Aria menggelengkan kepalanya “Nggak bisa. Belajar itu lebih penting.”
Fajar mengangkat alis, tidak menyerah. Ia melihat ke arah Vina. “Ada Dika, kapten tim basket, Vin. Kamu mau ketemu kan?”
Vina dari tadi bungkam, wajahnya berubah penuh antusias. “Serius? Dika ada?”
Budi dan Dito saling pandang dan tertawa kecil. Fajar terkekeh. “Iya. Kapten favoritmu.”
Vina tidak bisa menyembunyikan senyumnya. Fajar, menikmati kekalahannya dalam perdebatan ini, melontarkan lelucon iseng. “Suatu hari nanti, kalau aku jadi kapten dan kamu nyatain cinta, kamu bakal jadi cewek pertama yang kutolak.”
Aria menahan tawa, Vina malah tersenyum sinis. “Terima kasih udah kasih tahu. Berarti aku nggak perlu nyatain cinta, kan udah tahu bakal ditolak.”
Fajar terdiam, tidak siap dengan balasan seperti itu. Budi dan Dito tertawa terbahak-bahak.
“Kalau kamu nyatain cinta ke kami juga,” kata Dito sambil nyengir, “kami juga bakal nolak, Vin.”
Vina memutar mata, tidak terkesan. “Kalian bukan anggota basket. Kalian cuma teman main Fajar.”
Fajar mendadak serius. “Tunggu aja. Kalau aku jadi kapten, mereka berdua pasti kuangkat jadi anggota.”
Aria tidak bisa menahan diri. “Curang! Jadi anggota basket itu karena bisa main, bukan karena kenal kaptennya.”
“Bisa main kok,” bantah Fajar. “Mereka jago.”

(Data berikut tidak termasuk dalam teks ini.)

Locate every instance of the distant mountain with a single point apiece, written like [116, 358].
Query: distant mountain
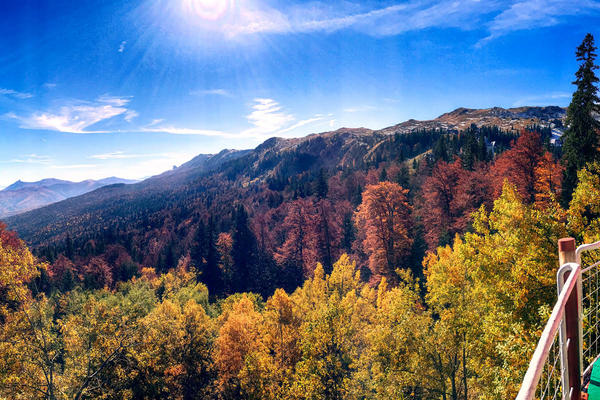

Budi dan Dito tampak bangga. “Buktikan sekarang aja,” kata Budi sambil menyikut Dito.
Tanpa pikir panjang, mereka mulai bermain basket di kelas. Bola berpindah cepat dari tangan ke tangan. Fajar memimpin permainan, memantulkan bola dengan percaya diri.

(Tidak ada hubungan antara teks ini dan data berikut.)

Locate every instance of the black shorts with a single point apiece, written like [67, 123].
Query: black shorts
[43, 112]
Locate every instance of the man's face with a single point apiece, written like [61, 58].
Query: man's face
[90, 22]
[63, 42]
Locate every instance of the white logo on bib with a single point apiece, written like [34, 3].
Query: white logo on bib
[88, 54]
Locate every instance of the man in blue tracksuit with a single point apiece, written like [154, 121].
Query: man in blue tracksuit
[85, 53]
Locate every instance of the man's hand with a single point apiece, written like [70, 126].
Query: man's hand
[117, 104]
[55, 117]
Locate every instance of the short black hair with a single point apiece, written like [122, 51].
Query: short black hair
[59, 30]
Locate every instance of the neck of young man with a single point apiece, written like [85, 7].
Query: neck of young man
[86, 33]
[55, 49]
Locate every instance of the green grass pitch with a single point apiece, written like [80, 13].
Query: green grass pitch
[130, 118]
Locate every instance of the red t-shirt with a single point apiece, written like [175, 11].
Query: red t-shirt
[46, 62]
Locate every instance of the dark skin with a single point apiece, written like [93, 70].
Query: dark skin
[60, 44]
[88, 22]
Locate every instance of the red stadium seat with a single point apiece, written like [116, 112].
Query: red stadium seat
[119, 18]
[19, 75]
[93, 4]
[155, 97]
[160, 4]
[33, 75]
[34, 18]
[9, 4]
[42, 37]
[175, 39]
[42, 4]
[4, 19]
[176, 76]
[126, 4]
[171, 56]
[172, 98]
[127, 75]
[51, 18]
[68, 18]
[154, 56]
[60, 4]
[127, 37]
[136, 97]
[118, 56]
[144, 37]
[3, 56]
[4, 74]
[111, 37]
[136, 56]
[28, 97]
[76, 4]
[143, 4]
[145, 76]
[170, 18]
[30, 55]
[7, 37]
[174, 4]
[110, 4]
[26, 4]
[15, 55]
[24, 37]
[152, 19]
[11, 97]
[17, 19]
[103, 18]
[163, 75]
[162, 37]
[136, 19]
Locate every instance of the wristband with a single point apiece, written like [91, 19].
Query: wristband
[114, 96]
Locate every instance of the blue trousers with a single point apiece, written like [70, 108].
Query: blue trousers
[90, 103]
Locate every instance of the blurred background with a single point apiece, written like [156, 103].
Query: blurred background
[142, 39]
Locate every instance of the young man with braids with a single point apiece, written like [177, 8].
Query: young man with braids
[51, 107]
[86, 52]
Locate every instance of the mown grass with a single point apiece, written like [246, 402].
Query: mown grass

“Lempar ke sini, Budi!” teriak Dito.
Budi melempar bola dengan kekuatan penuh. Dito tidak siap menangkap—bola itu melesat terlalu cepat, dan…
CRAK!
Suara kaca pecah memenuhi ruangan. Bola menghantam jendela dan membuat pecahan kaca berhamburan. Mereka berlima langsung terdiam, membeku di tempat.
“Wah, mati kita,” bisik Budi, wajahnya pucat.
Vina menatap mereka dengan mulut ternganga. “Kalian gila…”
Fajar menelan ludah. “Tenang. Kita bisa jelasin...”
Langkah kaki terdengar di lorong, semakin mendekat. Dito mendesis. “Pak Wahyu… Dia pasti datang!”
Aria mengangkat alis, berusaha menahan tawa tapi gagal. “Jadi jago main basket ya? Sampai kaca pecah.”
Fajar mendekat ke Aria, suara bisiknya tegang tapi bercampur tawa panik. “Ini bukan waktu buat bercanda, Aria.”
“Loh, kan kamu yang bilang mereka jago.”
Fajar menghela napas, lalu menatap teman-temannya. “Oke. Rencana darurat. Kita kabur.”
Budi dan Dito langsung bergerak, siap-siap lari. Tapi sebelum mereka bisa kabur, Pak Wahyu berdiri di ambang pintu dengan tatapan tajam.
“Siapa yang mau jelasin ini?” tanyanya sambil menunjuk kaca yang pecah.
Fajar, Aria, Budi, Dito, dan Vina saling pandang. Tidak ada yang berani bicara.